I was free. Or I should have been…if not for the cross suspended directly overhead.
The Christian symbol somehow supplemented the binding incantation—a stroke of unfortunate luck that left me with no choice but to be amused. Freedom was in the air, and I was perpetually tormented by an obstruction.
I put my faith in a young survivor. A boy who did not take part in the battle. Who instead wandered the caverns, fantasizing about his earlier murder of a stray dog. A child whose mind was so scrambled and detached that I could not influence it—no matter how hard I tried.
If I were paranoid, I would have wondered if this was not yet another extension of the Holy One’s incantation. The cruelest part, perhaps.
But the boy, wow you are very curious about him, was black-hearted. He was fixated on the slaughter of innocents. Nothing provoked or created it. His Obviate brothers showed him how liberating it could be to murder the unsuspecting, but the desire was always there.
The kid used every ounce of energy to clear a path out of his would-be tomb.
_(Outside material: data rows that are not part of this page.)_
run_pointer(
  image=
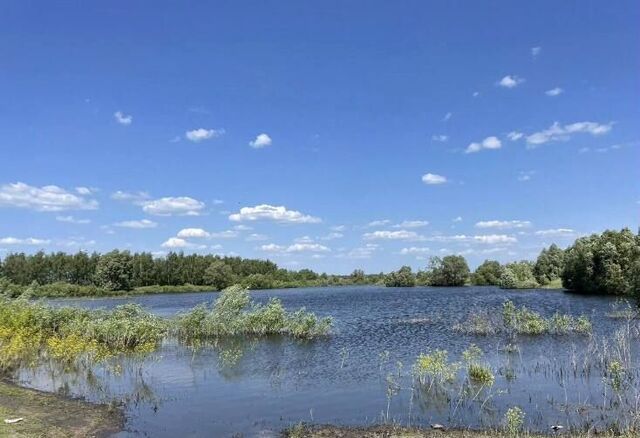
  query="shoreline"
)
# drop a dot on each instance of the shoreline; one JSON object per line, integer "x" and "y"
{"x": 52, "y": 415}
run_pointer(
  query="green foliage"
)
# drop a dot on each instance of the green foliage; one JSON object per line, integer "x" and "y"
{"x": 449, "y": 271}
{"x": 219, "y": 275}
{"x": 607, "y": 263}
{"x": 234, "y": 314}
{"x": 518, "y": 275}
{"x": 435, "y": 368}
{"x": 487, "y": 274}
{"x": 514, "y": 421}
{"x": 401, "y": 278}
{"x": 549, "y": 265}
{"x": 114, "y": 271}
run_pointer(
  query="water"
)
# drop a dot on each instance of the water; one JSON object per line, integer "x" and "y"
{"x": 353, "y": 377}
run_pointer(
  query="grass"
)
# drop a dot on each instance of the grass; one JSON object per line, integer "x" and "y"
{"x": 47, "y": 415}
{"x": 395, "y": 431}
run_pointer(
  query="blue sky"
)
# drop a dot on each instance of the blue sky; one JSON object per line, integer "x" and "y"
{"x": 332, "y": 135}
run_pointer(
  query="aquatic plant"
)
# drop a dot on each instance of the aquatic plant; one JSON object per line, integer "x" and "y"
{"x": 435, "y": 368}
{"x": 514, "y": 420}
{"x": 234, "y": 314}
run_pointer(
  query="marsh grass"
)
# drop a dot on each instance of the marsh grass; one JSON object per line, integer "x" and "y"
{"x": 234, "y": 314}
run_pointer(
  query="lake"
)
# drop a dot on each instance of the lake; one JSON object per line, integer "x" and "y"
{"x": 359, "y": 375}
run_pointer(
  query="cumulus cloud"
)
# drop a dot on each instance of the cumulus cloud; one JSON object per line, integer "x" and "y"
{"x": 488, "y": 143}
{"x": 295, "y": 248}
{"x": 72, "y": 220}
{"x": 433, "y": 179}
{"x": 503, "y": 224}
{"x": 201, "y": 134}
{"x": 137, "y": 224}
{"x": 273, "y": 213}
{"x": 440, "y": 138}
{"x": 411, "y": 224}
{"x": 510, "y": 81}
{"x": 168, "y": 206}
{"x": 122, "y": 118}
{"x": 391, "y": 235}
{"x": 557, "y": 132}
{"x": 46, "y": 198}
{"x": 261, "y": 141}
{"x": 129, "y": 196}
{"x": 192, "y": 232}
{"x": 557, "y": 91}
{"x": 415, "y": 250}
{"x": 515, "y": 135}
{"x": 556, "y": 232}
{"x": 28, "y": 241}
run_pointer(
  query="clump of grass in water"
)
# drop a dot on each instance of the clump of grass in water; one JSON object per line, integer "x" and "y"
{"x": 29, "y": 329}
{"x": 234, "y": 314}
{"x": 478, "y": 373}
{"x": 514, "y": 420}
{"x": 435, "y": 368}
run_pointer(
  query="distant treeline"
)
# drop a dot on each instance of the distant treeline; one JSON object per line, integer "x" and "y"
{"x": 607, "y": 263}
{"x": 60, "y": 274}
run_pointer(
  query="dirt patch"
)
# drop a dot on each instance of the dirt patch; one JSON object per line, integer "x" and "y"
{"x": 53, "y": 416}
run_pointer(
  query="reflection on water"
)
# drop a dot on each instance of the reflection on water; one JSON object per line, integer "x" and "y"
{"x": 363, "y": 373}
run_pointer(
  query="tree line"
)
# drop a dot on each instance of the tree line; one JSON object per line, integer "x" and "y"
{"x": 607, "y": 263}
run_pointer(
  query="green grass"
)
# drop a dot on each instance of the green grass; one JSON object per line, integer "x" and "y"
{"x": 47, "y": 415}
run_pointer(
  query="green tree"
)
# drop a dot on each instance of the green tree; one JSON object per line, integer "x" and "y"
{"x": 549, "y": 264}
{"x": 114, "y": 271}
{"x": 219, "y": 275}
{"x": 488, "y": 273}
{"x": 603, "y": 263}
{"x": 451, "y": 270}
{"x": 400, "y": 278}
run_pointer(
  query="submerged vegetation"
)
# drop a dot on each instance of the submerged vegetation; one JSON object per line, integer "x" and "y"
{"x": 30, "y": 330}
{"x": 523, "y": 321}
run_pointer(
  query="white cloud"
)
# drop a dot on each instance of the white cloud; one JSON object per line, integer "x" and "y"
{"x": 515, "y": 135}
{"x": 556, "y": 232}
{"x": 175, "y": 242}
{"x": 201, "y": 134}
{"x": 411, "y": 224}
{"x": 554, "y": 92}
{"x": 557, "y": 132}
{"x": 278, "y": 214}
{"x": 379, "y": 223}
{"x": 488, "y": 143}
{"x": 129, "y": 196}
{"x": 415, "y": 250}
{"x": 122, "y": 118}
{"x": 261, "y": 141}
{"x": 72, "y": 220}
{"x": 182, "y": 205}
{"x": 510, "y": 81}
{"x": 192, "y": 232}
{"x": 256, "y": 237}
{"x": 228, "y": 234}
{"x": 525, "y": 175}
{"x": 295, "y": 248}
{"x": 28, "y": 241}
{"x": 432, "y": 179}
{"x": 503, "y": 225}
{"x": 440, "y": 138}
{"x": 46, "y": 198}
{"x": 137, "y": 224}
{"x": 392, "y": 235}
{"x": 332, "y": 236}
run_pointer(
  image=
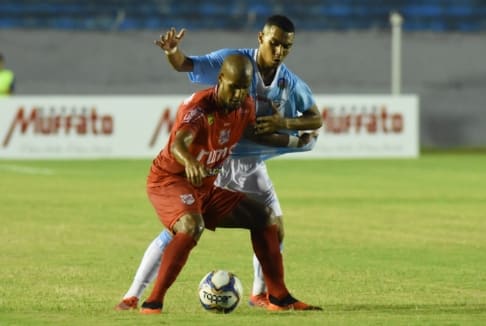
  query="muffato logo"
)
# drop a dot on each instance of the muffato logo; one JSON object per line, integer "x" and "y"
{"x": 362, "y": 119}
{"x": 48, "y": 121}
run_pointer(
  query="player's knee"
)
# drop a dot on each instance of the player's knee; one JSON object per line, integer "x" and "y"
{"x": 191, "y": 224}
{"x": 279, "y": 222}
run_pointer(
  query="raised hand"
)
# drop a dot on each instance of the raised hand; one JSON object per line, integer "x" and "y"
{"x": 170, "y": 40}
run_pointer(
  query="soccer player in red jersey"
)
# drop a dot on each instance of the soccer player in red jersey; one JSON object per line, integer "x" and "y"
{"x": 181, "y": 187}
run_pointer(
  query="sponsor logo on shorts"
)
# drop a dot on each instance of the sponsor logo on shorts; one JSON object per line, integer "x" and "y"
{"x": 224, "y": 136}
{"x": 187, "y": 199}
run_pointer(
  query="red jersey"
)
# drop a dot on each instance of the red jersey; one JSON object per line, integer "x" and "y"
{"x": 214, "y": 132}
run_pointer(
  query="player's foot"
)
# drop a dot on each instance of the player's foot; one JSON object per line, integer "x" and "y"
{"x": 127, "y": 304}
{"x": 150, "y": 308}
{"x": 259, "y": 300}
{"x": 288, "y": 303}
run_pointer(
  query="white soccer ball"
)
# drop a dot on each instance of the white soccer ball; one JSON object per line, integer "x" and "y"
{"x": 220, "y": 291}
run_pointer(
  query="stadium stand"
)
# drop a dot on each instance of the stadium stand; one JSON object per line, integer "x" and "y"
{"x": 431, "y": 15}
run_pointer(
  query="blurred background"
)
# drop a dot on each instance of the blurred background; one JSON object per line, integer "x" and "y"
{"x": 342, "y": 47}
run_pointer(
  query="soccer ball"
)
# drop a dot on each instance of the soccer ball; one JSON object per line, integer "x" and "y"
{"x": 220, "y": 291}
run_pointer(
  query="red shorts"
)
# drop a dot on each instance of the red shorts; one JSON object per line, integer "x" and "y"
{"x": 174, "y": 196}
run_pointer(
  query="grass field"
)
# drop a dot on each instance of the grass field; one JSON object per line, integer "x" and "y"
{"x": 375, "y": 242}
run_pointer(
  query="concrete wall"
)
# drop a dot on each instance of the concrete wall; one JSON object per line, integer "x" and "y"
{"x": 447, "y": 71}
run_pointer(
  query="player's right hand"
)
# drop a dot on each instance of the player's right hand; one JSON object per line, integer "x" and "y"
{"x": 195, "y": 173}
{"x": 170, "y": 39}
{"x": 306, "y": 137}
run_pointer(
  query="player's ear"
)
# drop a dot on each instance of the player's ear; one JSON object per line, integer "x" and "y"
{"x": 260, "y": 37}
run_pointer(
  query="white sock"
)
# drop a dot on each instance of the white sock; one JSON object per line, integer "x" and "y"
{"x": 259, "y": 286}
{"x": 149, "y": 266}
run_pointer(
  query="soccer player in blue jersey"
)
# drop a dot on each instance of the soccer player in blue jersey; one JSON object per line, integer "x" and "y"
{"x": 284, "y": 104}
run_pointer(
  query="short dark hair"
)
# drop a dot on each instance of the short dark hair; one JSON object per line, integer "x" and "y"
{"x": 282, "y": 22}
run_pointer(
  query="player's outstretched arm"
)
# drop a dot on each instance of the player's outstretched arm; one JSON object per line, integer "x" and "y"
{"x": 309, "y": 120}
{"x": 169, "y": 43}
{"x": 278, "y": 140}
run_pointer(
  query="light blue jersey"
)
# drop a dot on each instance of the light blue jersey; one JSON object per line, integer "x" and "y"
{"x": 288, "y": 92}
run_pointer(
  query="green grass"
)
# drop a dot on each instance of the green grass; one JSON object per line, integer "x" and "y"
{"x": 375, "y": 242}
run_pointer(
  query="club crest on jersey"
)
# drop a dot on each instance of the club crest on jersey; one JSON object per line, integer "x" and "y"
{"x": 224, "y": 136}
{"x": 187, "y": 199}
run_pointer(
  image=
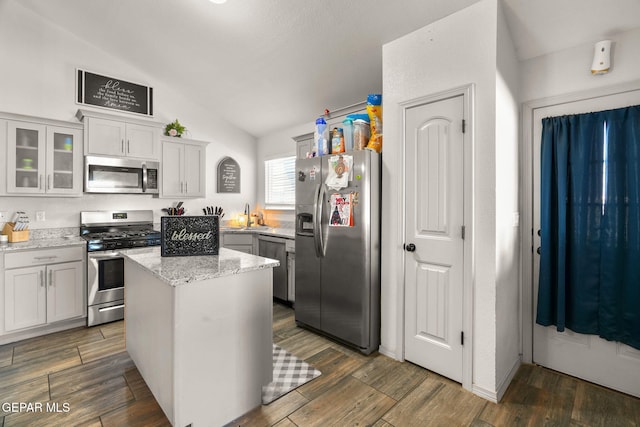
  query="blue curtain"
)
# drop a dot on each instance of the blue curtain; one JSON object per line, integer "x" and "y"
{"x": 590, "y": 224}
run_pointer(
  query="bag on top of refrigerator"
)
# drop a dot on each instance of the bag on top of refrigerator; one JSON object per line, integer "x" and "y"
{"x": 374, "y": 109}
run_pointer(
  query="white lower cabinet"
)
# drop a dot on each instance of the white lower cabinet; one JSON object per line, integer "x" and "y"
{"x": 238, "y": 242}
{"x": 41, "y": 294}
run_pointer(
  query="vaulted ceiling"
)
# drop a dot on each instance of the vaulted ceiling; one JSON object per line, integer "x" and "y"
{"x": 270, "y": 64}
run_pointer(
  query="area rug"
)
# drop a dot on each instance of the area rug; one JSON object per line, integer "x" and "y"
{"x": 289, "y": 373}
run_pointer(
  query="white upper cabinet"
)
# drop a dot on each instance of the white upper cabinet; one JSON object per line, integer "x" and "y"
{"x": 183, "y": 168}
{"x": 120, "y": 137}
{"x": 43, "y": 158}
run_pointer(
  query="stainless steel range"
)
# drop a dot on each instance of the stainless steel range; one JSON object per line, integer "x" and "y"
{"x": 107, "y": 232}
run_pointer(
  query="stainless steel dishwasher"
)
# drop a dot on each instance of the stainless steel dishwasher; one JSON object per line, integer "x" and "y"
{"x": 275, "y": 248}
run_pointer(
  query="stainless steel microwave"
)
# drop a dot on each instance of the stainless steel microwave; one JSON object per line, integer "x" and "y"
{"x": 120, "y": 175}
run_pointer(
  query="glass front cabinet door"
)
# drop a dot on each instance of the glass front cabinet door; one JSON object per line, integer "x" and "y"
{"x": 44, "y": 159}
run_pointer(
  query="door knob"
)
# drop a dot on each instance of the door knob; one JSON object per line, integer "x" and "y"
{"x": 410, "y": 247}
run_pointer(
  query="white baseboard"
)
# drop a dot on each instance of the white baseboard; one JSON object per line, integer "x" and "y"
{"x": 49, "y": 329}
{"x": 491, "y": 396}
{"x": 389, "y": 353}
{"x": 502, "y": 388}
{"x": 496, "y": 396}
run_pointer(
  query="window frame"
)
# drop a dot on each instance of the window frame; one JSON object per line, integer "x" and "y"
{"x": 281, "y": 203}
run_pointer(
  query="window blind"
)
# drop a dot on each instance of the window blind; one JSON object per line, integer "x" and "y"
{"x": 280, "y": 184}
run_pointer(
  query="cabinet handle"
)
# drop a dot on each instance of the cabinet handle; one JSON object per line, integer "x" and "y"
{"x": 40, "y": 258}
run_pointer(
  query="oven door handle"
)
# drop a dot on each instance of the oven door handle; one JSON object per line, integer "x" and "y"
{"x": 113, "y": 307}
{"x": 105, "y": 256}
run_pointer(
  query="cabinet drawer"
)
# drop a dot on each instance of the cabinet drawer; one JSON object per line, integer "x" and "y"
{"x": 43, "y": 256}
{"x": 237, "y": 239}
{"x": 291, "y": 245}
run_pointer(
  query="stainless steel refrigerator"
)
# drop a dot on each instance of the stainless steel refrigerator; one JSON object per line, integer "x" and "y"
{"x": 338, "y": 248}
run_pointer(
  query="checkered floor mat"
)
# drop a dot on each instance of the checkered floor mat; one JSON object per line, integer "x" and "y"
{"x": 289, "y": 372}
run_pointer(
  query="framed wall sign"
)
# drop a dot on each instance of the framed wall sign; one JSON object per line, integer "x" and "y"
{"x": 228, "y": 176}
{"x": 115, "y": 94}
{"x": 189, "y": 235}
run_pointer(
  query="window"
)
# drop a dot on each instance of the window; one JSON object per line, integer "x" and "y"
{"x": 279, "y": 183}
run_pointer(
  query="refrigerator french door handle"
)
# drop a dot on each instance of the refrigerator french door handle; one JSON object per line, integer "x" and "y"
{"x": 317, "y": 229}
{"x": 316, "y": 223}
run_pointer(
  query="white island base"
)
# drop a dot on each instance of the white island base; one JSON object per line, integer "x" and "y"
{"x": 204, "y": 348}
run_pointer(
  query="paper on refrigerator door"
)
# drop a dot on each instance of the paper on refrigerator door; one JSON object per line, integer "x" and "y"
{"x": 341, "y": 215}
{"x": 339, "y": 171}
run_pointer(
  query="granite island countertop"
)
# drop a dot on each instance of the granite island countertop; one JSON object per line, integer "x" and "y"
{"x": 284, "y": 232}
{"x": 181, "y": 270}
{"x": 55, "y": 242}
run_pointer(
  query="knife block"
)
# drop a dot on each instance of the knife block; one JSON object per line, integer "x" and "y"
{"x": 15, "y": 236}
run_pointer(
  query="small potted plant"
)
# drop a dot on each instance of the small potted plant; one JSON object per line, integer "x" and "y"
{"x": 174, "y": 129}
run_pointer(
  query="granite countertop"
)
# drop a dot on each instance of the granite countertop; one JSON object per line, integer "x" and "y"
{"x": 286, "y": 233}
{"x": 71, "y": 240}
{"x": 177, "y": 271}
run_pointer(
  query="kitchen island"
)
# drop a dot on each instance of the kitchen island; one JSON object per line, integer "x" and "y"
{"x": 198, "y": 329}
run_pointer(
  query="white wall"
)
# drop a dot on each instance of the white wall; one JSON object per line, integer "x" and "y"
{"x": 37, "y": 78}
{"x": 458, "y": 50}
{"x": 507, "y": 210}
{"x": 568, "y": 71}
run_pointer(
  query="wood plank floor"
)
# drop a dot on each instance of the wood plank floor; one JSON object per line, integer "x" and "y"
{"x": 88, "y": 374}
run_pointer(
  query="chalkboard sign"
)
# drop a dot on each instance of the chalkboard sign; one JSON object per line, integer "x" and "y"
{"x": 116, "y": 94}
{"x": 189, "y": 235}
{"x": 228, "y": 176}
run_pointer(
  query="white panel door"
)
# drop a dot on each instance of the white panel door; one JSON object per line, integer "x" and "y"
{"x": 590, "y": 357}
{"x": 434, "y": 279}
{"x": 65, "y": 296}
{"x": 25, "y": 298}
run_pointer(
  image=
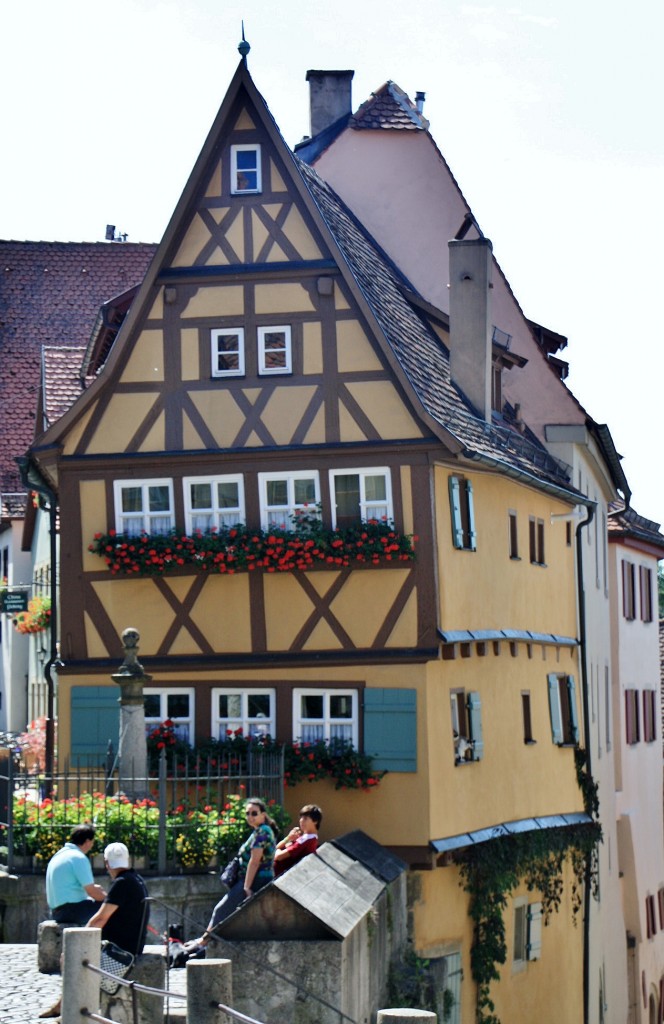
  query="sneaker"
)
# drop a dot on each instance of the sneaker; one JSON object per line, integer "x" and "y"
{"x": 53, "y": 1011}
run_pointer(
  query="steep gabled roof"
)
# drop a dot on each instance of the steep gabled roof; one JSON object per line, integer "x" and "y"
{"x": 416, "y": 355}
{"x": 420, "y": 354}
{"x": 627, "y": 524}
{"x": 49, "y": 294}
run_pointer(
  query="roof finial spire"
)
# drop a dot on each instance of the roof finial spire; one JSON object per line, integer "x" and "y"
{"x": 244, "y": 46}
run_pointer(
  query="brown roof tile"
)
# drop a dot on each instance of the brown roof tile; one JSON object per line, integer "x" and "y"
{"x": 50, "y": 293}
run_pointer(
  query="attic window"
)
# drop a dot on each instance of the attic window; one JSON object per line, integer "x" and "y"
{"x": 245, "y": 169}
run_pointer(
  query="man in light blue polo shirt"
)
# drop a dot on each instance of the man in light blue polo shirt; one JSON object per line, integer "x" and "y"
{"x": 72, "y": 893}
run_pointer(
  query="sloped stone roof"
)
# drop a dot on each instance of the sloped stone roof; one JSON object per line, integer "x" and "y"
{"x": 422, "y": 356}
{"x": 389, "y": 107}
{"x": 50, "y": 293}
{"x": 61, "y": 379}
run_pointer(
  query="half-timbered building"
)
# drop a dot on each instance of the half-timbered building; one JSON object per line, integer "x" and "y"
{"x": 277, "y": 369}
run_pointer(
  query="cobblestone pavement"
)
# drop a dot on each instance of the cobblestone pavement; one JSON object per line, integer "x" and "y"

Then he went after any one he could get his hands on, motivated by a fear that the same brutal fate of his family would befall him too, should anyone else trespass on his property. The child honed his skills gradually for over a decade and always returned here for shelter. Eventually, he forged multiple entrances and made this place his home. During that time, I might have filled his ears with whispers that encouraged more violence. I do not think it had any effect, but how could I not try?